9
Jan/20

THE WOMAN WHO LOVES GIRAFFES

9
Jan/20
Giraffes

Anne Innis Dagg returns to where it all started in The Woman Who Loves Giraffes

THE WOMAN WHO LOVES GIRAFFES (Alison Reid, 2019)
Quad Cinema
34 West 13th St. between Fifth & Sixth Aves.
Opens Friday, January 10
212-255-2243
quadcinema.com

Before Jane Goodall went to Tanzania to study chimpanzees and Dian Fossey headed to Rwanda to study mountain gorillas, Canadian biologist Anne Innis Dagg was in South Africa, studying giraffes. Her delightful yet infuriating story is told in Alison Reid’s The Woman Who Loves Giraffes, which opens January 10 at the Quad, where the eighty-six-year-old Dagg will participate in Q&As with Reid at six screenings on Friday and Saturday. Dagg fell in love with giraffes when she was three and first saw them at the Brookfield Zoo in Chicago. In 1956, when she was twenty-three, she set off for the Fleur de Lys ranch near Kruger National Park. That trip was quite a victory, based on a bit of subterfuge; in her application to manager Alexander Matthew, she didn’t identify herself as female because she had been previously rejected by many other locations that claimed that “Africa is no place for a young woman.”

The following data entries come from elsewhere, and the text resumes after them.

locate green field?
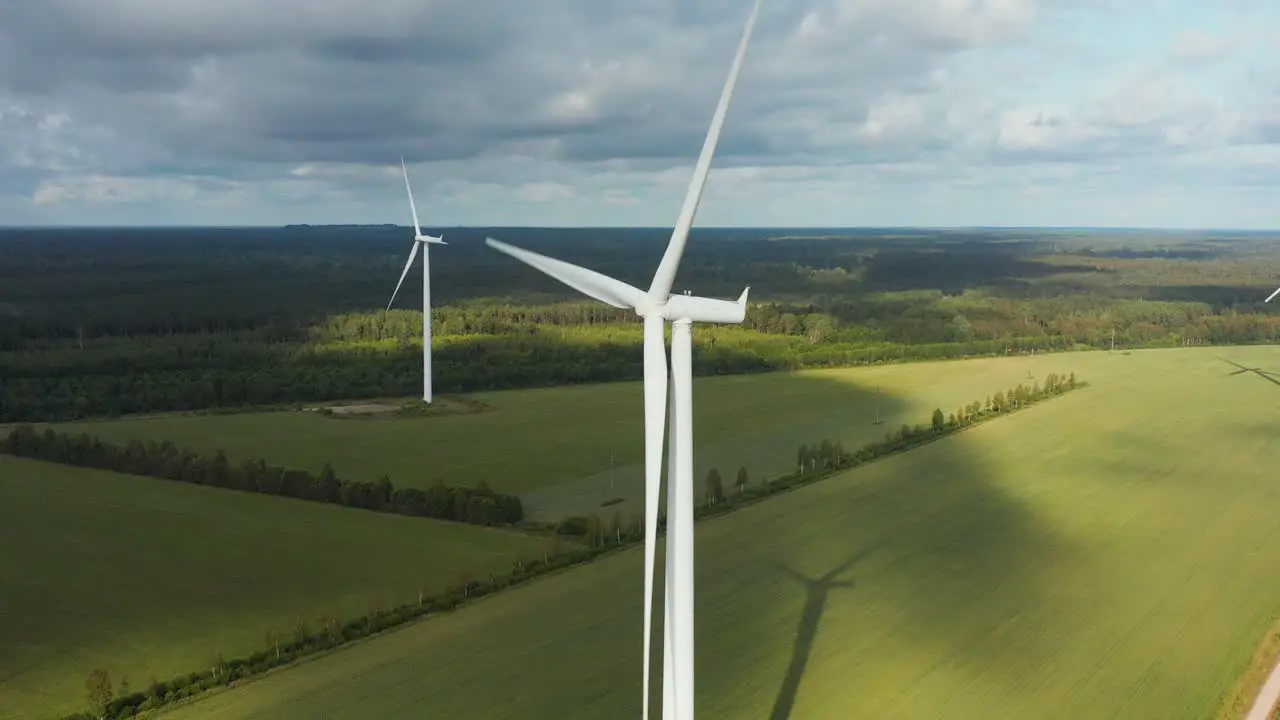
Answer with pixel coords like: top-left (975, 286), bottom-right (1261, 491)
top-left (55, 352), bottom-right (1119, 519)
top-left (0, 455), bottom-right (543, 717)
top-left (157, 347), bottom-right (1280, 720)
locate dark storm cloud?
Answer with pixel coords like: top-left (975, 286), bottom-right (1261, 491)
top-left (0, 0), bottom-right (1044, 184)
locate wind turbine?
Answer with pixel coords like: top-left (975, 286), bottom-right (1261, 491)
top-left (387, 158), bottom-right (448, 402)
top-left (485, 0), bottom-right (762, 720)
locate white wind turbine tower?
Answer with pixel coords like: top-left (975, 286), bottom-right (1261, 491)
top-left (387, 158), bottom-right (448, 402)
top-left (485, 0), bottom-right (762, 720)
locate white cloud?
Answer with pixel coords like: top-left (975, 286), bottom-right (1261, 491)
top-left (0, 0), bottom-right (1280, 225)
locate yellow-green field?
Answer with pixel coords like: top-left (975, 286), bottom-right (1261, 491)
top-left (55, 352), bottom-right (1100, 519)
top-left (0, 455), bottom-right (543, 717)
top-left (154, 347), bottom-right (1280, 720)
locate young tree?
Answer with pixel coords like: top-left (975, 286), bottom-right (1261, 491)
top-left (84, 669), bottom-right (115, 717)
top-left (818, 438), bottom-right (836, 468)
top-left (705, 468), bottom-right (724, 505)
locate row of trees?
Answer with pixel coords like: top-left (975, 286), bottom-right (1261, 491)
top-left (557, 373), bottom-right (1084, 547)
top-left (0, 425), bottom-right (525, 525)
top-left (62, 373), bottom-right (1084, 720)
top-left (70, 538), bottom-right (609, 720)
top-left (0, 317), bottom-right (1111, 423)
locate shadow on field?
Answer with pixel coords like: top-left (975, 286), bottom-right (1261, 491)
top-left (769, 543), bottom-right (878, 720)
top-left (698, 368), bottom-right (1073, 720)
top-left (1219, 357), bottom-right (1280, 387)
top-left (519, 373), bottom-right (921, 521)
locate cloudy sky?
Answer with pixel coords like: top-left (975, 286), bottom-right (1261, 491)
top-left (0, 0), bottom-right (1280, 228)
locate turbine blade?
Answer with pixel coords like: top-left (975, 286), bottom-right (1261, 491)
top-left (485, 237), bottom-right (644, 307)
top-left (401, 158), bottom-right (422, 240)
top-left (649, 0), bottom-right (763, 304)
top-left (641, 315), bottom-right (667, 720)
top-left (387, 240), bottom-right (417, 310)
top-left (667, 295), bottom-right (746, 324)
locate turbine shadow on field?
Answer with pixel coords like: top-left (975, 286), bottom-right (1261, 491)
top-left (769, 543), bottom-right (879, 720)
top-left (1219, 357), bottom-right (1280, 386)
top-left (517, 372), bottom-right (921, 521)
top-left (699, 386), bottom-right (1075, 720)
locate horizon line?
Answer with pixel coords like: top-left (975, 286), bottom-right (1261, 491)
top-left (0, 223), bottom-right (1280, 232)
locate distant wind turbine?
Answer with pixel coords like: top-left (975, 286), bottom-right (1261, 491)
top-left (387, 158), bottom-right (448, 402)
top-left (485, 0), bottom-right (762, 720)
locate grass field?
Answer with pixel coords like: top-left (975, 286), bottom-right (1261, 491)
top-left (157, 347), bottom-right (1280, 720)
top-left (55, 352), bottom-right (1119, 519)
top-left (0, 455), bottom-right (543, 717)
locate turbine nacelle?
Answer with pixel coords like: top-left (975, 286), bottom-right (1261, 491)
top-left (485, 237), bottom-right (750, 324)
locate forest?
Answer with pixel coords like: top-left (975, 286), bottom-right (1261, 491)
top-left (0, 225), bottom-right (1280, 423)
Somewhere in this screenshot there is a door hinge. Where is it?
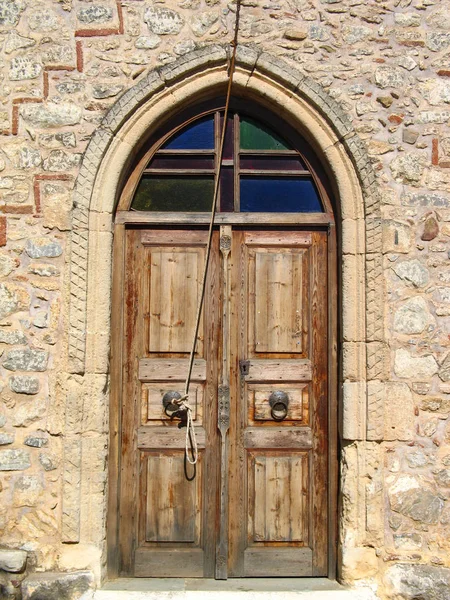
[239,360,250,377]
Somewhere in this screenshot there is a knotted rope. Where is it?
[180,0,241,481]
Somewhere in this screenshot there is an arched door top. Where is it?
[118,98,332,222]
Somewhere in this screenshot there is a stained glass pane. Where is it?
[241,154,307,171]
[131,175,214,212]
[220,113,234,159]
[162,116,214,150]
[147,154,214,171]
[240,177,323,212]
[240,117,291,150]
[220,167,234,212]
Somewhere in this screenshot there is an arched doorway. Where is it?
[112,98,337,578]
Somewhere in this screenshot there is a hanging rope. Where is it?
[172,0,241,481]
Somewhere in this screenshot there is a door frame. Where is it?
[107,211,339,579]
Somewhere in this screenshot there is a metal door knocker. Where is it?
[269,390,289,421]
[162,390,187,429]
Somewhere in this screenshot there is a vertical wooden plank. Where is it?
[201,231,222,578]
[288,455,306,542]
[288,250,305,353]
[253,250,270,352]
[253,456,267,542]
[106,225,125,578]
[228,227,248,577]
[255,248,303,353]
[310,231,328,576]
[328,223,339,579]
[118,230,144,575]
[148,248,162,352]
[149,248,203,356]
[216,225,231,579]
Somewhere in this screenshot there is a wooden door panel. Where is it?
[244,358,312,382]
[148,247,204,356]
[242,547,313,577]
[248,450,309,545]
[230,231,328,577]
[144,450,202,544]
[138,358,206,382]
[253,248,303,353]
[119,230,220,577]
[119,227,328,578]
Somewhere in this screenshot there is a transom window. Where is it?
[131,110,324,213]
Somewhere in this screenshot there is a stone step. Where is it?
[94,578,376,600]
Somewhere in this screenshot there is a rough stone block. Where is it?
[3,348,49,371]
[367,381,415,441]
[342,381,366,440]
[384,563,450,600]
[9,375,39,394]
[394,349,439,381]
[342,547,378,581]
[22,571,94,600]
[0,450,31,471]
[0,549,27,573]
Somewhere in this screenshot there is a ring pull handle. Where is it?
[162,390,181,419]
[269,390,289,421]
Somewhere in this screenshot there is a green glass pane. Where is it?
[240,117,292,150]
[131,175,214,212]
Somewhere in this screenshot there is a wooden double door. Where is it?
[117,225,329,578]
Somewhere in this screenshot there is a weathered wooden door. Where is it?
[114,225,328,578]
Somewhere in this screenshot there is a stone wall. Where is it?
[0,0,450,598]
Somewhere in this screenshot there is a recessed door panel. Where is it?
[148,247,204,356]
[248,451,309,545]
[249,248,303,353]
[144,450,202,544]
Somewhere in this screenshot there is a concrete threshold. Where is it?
[94,578,376,600]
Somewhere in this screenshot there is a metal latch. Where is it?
[239,360,250,377]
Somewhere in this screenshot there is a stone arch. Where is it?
[63,46,388,572]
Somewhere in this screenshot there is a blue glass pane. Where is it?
[162,116,214,150]
[240,177,323,212]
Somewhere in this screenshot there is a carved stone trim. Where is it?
[69,46,383,373]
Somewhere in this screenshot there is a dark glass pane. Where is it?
[241,154,307,171]
[220,167,234,212]
[162,115,214,150]
[220,113,234,159]
[131,175,214,212]
[240,117,291,150]
[147,154,214,171]
[240,177,323,212]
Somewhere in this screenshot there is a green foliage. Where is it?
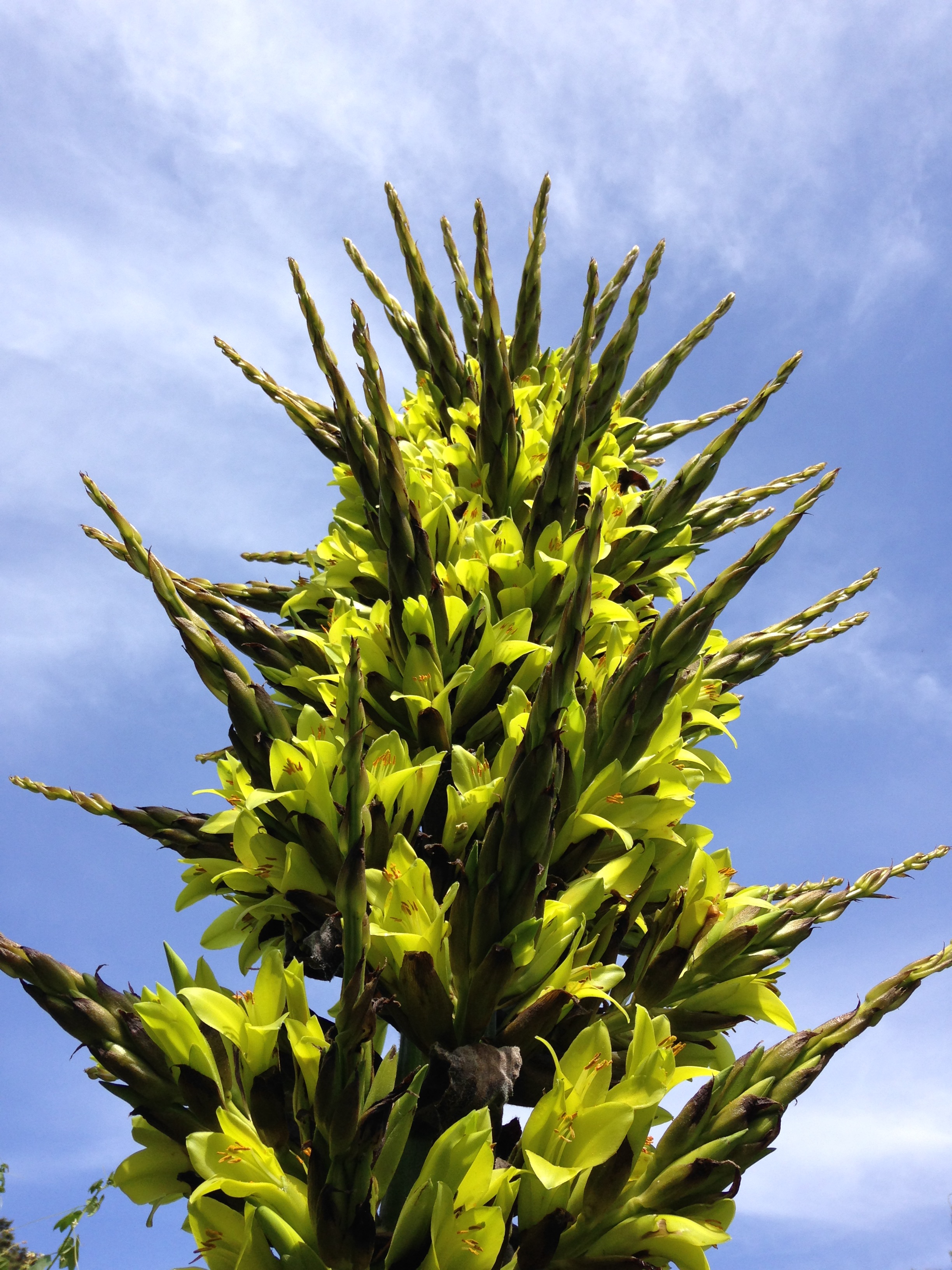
[0,1165,113,1270]
[0,178,952,1270]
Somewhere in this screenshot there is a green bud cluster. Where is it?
[0,178,952,1270]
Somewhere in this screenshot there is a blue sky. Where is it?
[0,0,952,1270]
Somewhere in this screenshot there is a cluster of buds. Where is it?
[0,178,952,1270]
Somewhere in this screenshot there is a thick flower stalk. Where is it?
[0,178,952,1270]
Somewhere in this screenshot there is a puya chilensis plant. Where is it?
[0,179,952,1270]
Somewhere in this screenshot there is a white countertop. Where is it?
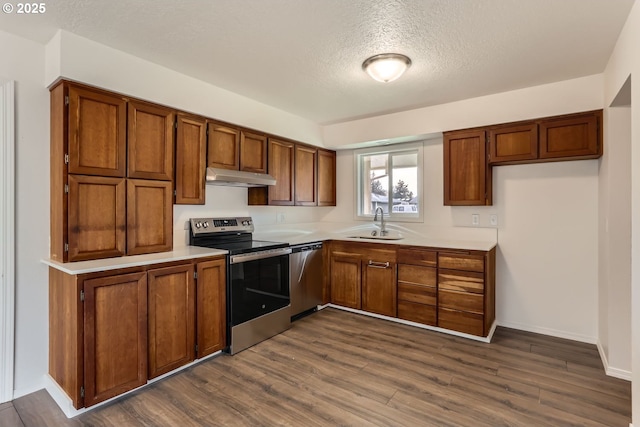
[42,246,228,274]
[42,222,498,274]
[254,223,498,251]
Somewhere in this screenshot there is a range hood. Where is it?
[206,168,276,187]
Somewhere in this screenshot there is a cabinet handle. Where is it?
[369,260,389,268]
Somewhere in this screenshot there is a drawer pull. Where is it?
[369,260,389,268]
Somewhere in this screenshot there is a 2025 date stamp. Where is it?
[2,3,47,15]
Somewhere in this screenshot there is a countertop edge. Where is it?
[40,246,229,275]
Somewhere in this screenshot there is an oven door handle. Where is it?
[229,248,291,264]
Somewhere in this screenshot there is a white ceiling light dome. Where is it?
[362,53,411,83]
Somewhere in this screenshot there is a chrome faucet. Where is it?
[373,206,387,236]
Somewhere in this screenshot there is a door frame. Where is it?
[0,80,15,403]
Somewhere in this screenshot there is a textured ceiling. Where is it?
[0,0,633,124]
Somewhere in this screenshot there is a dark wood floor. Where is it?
[0,309,631,427]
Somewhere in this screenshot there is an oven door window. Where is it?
[229,255,290,326]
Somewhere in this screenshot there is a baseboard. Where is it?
[13,375,48,400]
[498,320,598,344]
[597,341,631,381]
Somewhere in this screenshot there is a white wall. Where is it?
[604,2,640,426]
[598,103,631,378]
[46,31,322,146]
[323,75,603,148]
[0,31,49,396]
[323,138,598,343]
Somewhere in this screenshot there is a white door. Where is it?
[0,81,15,403]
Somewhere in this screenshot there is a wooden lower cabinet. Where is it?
[398,264,438,326]
[329,242,397,317]
[147,264,195,378]
[49,257,226,409]
[330,254,362,309]
[83,272,147,406]
[328,242,495,337]
[196,258,227,357]
[362,260,398,317]
[438,249,495,337]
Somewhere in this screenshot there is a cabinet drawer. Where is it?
[438,270,484,294]
[438,252,484,273]
[398,301,437,326]
[398,248,438,267]
[398,282,438,305]
[438,307,484,336]
[398,264,436,286]
[438,289,484,314]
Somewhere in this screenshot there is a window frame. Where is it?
[353,141,425,222]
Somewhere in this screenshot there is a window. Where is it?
[355,143,423,222]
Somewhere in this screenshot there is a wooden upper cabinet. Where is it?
[207,121,267,173]
[65,83,127,177]
[175,114,207,205]
[127,101,175,181]
[444,130,492,206]
[489,123,538,165]
[196,258,227,358]
[268,139,295,206]
[84,272,147,406]
[318,148,336,206]
[540,111,602,160]
[127,179,173,255]
[68,175,126,261]
[294,144,318,206]
[147,264,196,378]
[240,131,267,173]
[207,122,240,170]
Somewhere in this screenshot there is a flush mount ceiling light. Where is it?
[362,53,411,83]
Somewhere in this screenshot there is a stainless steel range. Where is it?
[189,217,291,354]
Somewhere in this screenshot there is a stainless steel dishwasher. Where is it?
[289,242,323,320]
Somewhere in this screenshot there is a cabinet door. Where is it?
[362,260,398,317]
[331,254,362,309]
[268,139,294,206]
[318,149,336,206]
[294,144,318,206]
[207,122,240,170]
[84,272,147,406]
[489,123,538,165]
[68,85,127,177]
[540,112,602,160]
[127,101,175,181]
[127,179,173,255]
[196,258,227,357]
[175,114,207,205]
[240,131,267,173]
[147,264,195,378]
[68,175,126,261]
[444,130,491,206]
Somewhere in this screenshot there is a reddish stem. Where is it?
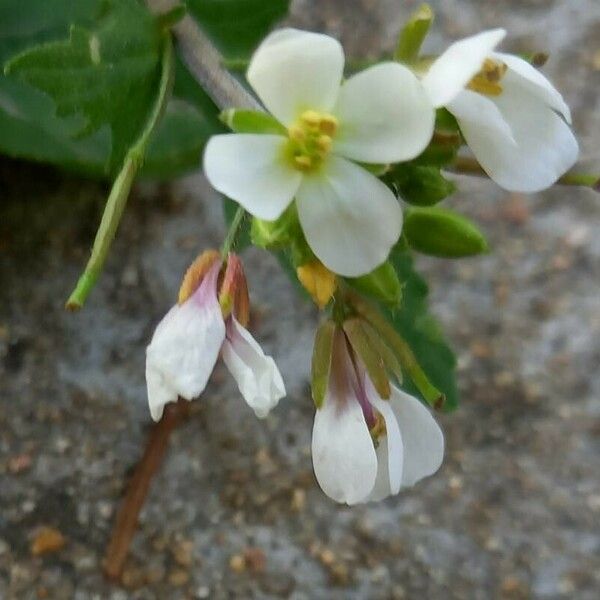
[104,399,189,581]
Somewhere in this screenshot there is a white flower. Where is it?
[146,260,285,421]
[204,29,434,277]
[423,29,579,192]
[312,332,444,504]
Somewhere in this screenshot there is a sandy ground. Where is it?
[0,0,600,600]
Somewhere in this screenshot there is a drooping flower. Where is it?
[423,29,579,192]
[312,330,444,504]
[204,29,434,277]
[146,251,285,421]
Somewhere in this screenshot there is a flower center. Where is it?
[467,58,508,96]
[286,110,338,173]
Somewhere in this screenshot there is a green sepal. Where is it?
[403,207,489,258]
[343,317,392,400]
[219,108,287,135]
[311,321,336,408]
[362,321,402,384]
[394,4,434,64]
[350,293,446,408]
[383,163,456,206]
[346,260,402,307]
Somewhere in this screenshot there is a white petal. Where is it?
[146,263,225,421]
[386,386,444,486]
[312,331,377,504]
[333,63,435,163]
[423,29,506,108]
[492,52,571,124]
[459,82,579,192]
[296,156,402,277]
[222,317,285,419]
[247,29,344,125]
[367,394,404,501]
[312,394,377,504]
[447,90,517,148]
[204,133,302,221]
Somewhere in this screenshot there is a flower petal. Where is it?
[458,80,579,192]
[366,394,404,501]
[296,156,402,277]
[312,331,377,504]
[333,62,435,163]
[222,316,285,419]
[386,386,444,486]
[204,133,302,221]
[447,90,517,148]
[247,29,344,125]
[146,262,225,421]
[492,52,571,124]
[423,29,506,108]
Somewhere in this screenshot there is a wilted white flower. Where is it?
[146,253,285,421]
[423,29,579,192]
[204,29,434,277]
[312,331,444,504]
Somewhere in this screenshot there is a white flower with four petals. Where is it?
[204,29,434,277]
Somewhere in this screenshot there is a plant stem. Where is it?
[450,156,600,192]
[104,399,189,581]
[221,206,246,259]
[66,33,175,310]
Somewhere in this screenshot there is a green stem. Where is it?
[221,206,246,259]
[66,34,175,310]
[450,156,600,192]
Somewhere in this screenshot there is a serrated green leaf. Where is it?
[388,250,458,411]
[383,163,456,206]
[403,207,488,258]
[187,0,290,58]
[5,0,162,167]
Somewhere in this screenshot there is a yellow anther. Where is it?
[467,58,508,96]
[317,135,333,154]
[300,110,322,127]
[319,115,338,136]
[288,125,306,143]
[294,154,313,171]
[296,260,337,308]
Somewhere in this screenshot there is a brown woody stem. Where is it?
[104,399,189,581]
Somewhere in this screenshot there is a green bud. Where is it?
[384,163,456,206]
[347,260,402,306]
[311,321,335,408]
[403,207,488,258]
[250,206,302,248]
[394,4,433,64]
[219,108,287,135]
[344,317,392,400]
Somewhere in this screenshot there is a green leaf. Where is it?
[346,261,402,307]
[387,250,458,410]
[5,0,162,167]
[403,207,488,258]
[219,108,287,135]
[310,321,335,408]
[187,0,290,58]
[383,163,456,206]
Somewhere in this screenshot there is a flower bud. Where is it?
[296,259,337,308]
[177,249,219,304]
[219,253,250,327]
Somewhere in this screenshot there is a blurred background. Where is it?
[0,0,600,600]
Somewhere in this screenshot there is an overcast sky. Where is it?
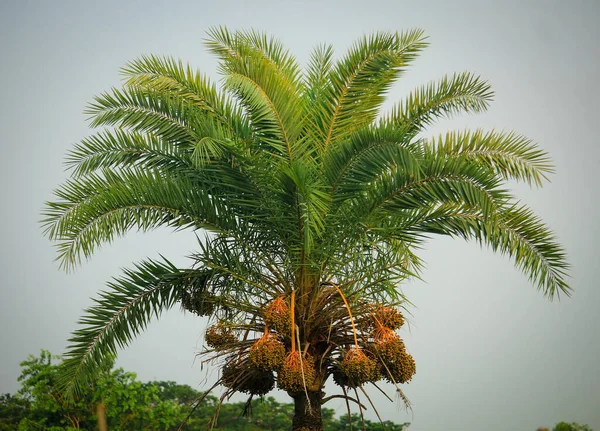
[0,0,600,431]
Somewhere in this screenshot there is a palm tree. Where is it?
[43,28,570,430]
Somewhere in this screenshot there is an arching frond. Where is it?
[206,27,303,160]
[382,73,494,133]
[65,129,197,178]
[322,30,427,150]
[427,130,554,186]
[323,127,423,194]
[85,88,200,143]
[61,259,207,395]
[368,158,510,218]
[414,204,571,299]
[43,170,236,269]
[122,56,250,140]
[303,45,333,148]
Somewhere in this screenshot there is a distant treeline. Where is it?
[0,350,408,431]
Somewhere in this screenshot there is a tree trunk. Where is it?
[292,391,323,431]
[96,399,108,431]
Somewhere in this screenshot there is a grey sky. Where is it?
[0,0,600,431]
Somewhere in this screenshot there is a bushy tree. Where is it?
[44,28,569,431]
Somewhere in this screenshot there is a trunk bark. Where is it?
[292,391,324,431]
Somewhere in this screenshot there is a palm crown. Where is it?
[44,28,570,429]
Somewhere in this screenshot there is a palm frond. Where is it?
[322,30,427,150]
[85,88,200,143]
[42,169,236,269]
[65,129,196,178]
[382,72,494,133]
[427,130,554,186]
[323,127,423,193]
[122,56,251,140]
[414,204,571,299]
[206,27,303,160]
[61,259,206,395]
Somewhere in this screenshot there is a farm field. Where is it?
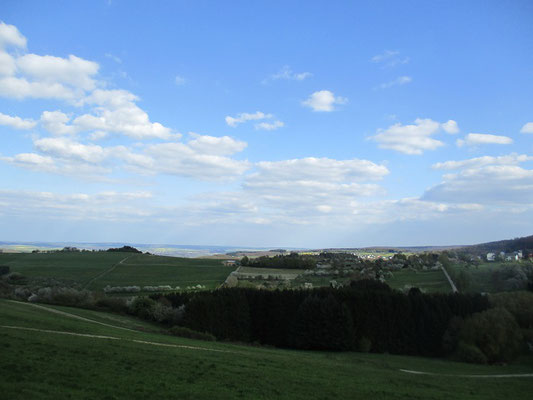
[385,269,451,293]
[450,262,516,293]
[0,252,235,290]
[0,300,533,400]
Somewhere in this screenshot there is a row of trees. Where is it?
[153,281,489,356]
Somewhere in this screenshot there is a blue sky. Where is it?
[0,0,533,247]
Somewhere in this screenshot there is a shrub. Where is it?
[169,326,216,342]
[453,342,487,364]
[28,287,94,307]
[459,308,522,363]
[356,336,372,353]
[95,296,128,313]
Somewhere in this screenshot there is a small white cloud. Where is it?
[431,153,533,170]
[370,118,444,154]
[378,76,413,89]
[105,53,122,64]
[262,65,313,84]
[254,121,285,131]
[302,90,348,112]
[174,75,187,86]
[457,133,513,147]
[0,113,37,129]
[225,111,273,128]
[0,21,26,49]
[520,122,533,133]
[441,119,459,135]
[370,50,409,68]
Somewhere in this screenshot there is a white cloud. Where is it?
[225,111,274,128]
[302,90,348,112]
[136,138,250,182]
[0,27,99,102]
[371,118,444,154]
[441,119,459,135]
[254,121,285,131]
[187,135,247,156]
[0,112,37,129]
[431,153,533,170]
[0,21,26,49]
[370,50,409,67]
[378,76,413,89]
[0,76,80,101]
[249,157,389,182]
[520,122,533,133]
[0,51,17,76]
[17,54,99,91]
[0,190,153,221]
[105,53,122,64]
[422,165,533,206]
[41,111,79,135]
[68,89,175,140]
[262,65,313,84]
[457,133,513,147]
[34,137,112,164]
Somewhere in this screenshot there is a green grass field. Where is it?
[0,252,234,289]
[451,262,513,293]
[0,300,533,400]
[386,269,452,293]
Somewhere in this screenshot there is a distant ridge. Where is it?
[461,235,533,254]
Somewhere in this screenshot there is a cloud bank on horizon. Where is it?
[0,0,533,247]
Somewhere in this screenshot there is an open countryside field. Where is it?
[0,252,235,289]
[450,262,527,293]
[385,269,452,293]
[0,300,533,400]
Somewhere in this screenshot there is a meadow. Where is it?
[0,252,235,290]
[385,269,452,293]
[0,300,533,400]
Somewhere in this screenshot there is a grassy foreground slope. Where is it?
[0,300,533,400]
[0,252,235,289]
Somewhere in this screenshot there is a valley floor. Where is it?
[0,300,533,400]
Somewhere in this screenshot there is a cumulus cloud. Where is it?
[254,121,285,131]
[370,50,409,68]
[34,137,109,164]
[187,134,247,156]
[0,190,153,221]
[262,65,313,84]
[0,112,37,129]
[441,119,459,135]
[378,76,413,89]
[432,153,533,170]
[457,133,513,147]
[0,21,26,48]
[0,22,99,102]
[422,153,533,205]
[225,111,285,131]
[17,54,99,91]
[137,139,250,181]
[41,111,79,135]
[520,122,533,133]
[371,118,444,154]
[302,90,348,112]
[422,165,533,205]
[225,111,273,128]
[0,23,172,140]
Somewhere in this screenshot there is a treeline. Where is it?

She spent a year taking meticulous notes on the social and sexual behavior of giraffes, essentially making up her methods as she went. “No one had ever really studied an African animal in the wild, or pretty well any animal in the wild,” she says in the film. “So I was sort of breaking ground without realizing it.” But when she returned to Toronto, Dagg, the daughter of a university professor father and an economic historian mother, both of whom were widely published writers, was met with a frightening amount of misogyny in the scientific and education communities; she failed to get tenure or other prominent teaching positions, which led her to become a feminist activist in the 1970s. “She ran into the old boys’ network and I think it destroyed her career,” says former University of Guelph professor Sandy Middleton, the only member of the tenure committee that supported Dagg. All these years later, the head of the committee, former dean Keith Ronald, still adamantly defends his decision against Dagg.

It wasn’t until 2010 that Dagg, who uses “giraffe” as both a singular and a plural, reentered the giraffe fold, mainly because of women such as San Francisco Zoo curator Amy Phelps, who says, “I was the little girl that that woman was a hero for, and so it was really important to me that we be able to find her. . . . We were searching for Anne because we really didn’t know if she was alive.” Reid follows Dagg as she is celebrated at the Giraffe Care Conference in Arizona, then goes back to Africa for the first time since the mid-1950s to attend a Giraffe Indaba near Fleur de Lys, bringing her daughter, Mary, with her. Reid and editors Mike Munn and Caroline Christie heartwarmingly intercut footage Dagg took in 1956, photographs and 16mm film, with new scenes of her in the same exact places. Reid also includes narration of Dagg’s extensive letters and writings — she’s written more than twenty books, most importantly The Giraffe: Its Biology, Behavior, and Ecology, considered the bible on the subject — with the voices of Tatiana Maslany as Dagg, Victor Garber as Matthew, David Chinchilla as Anne’s husband, Ian, and Lindsay Leese as Dagg’s mother, Mary Quayle Innis.

The previously little-known Dagg — who in 1965 stumped the To Tell the Truth panel, a clip of which begins the documentary — revels in her newfound semicelebrity and has delved right back into her research. “I always wanted to be a scientist,” she says. The documentary has an inconsistent pace and treacly music, but it’s a thrill watching Dagg look back at her past as she heads into the future; it’s also hard not to think about what could have been had she not been thwarted time and time again because of her gender.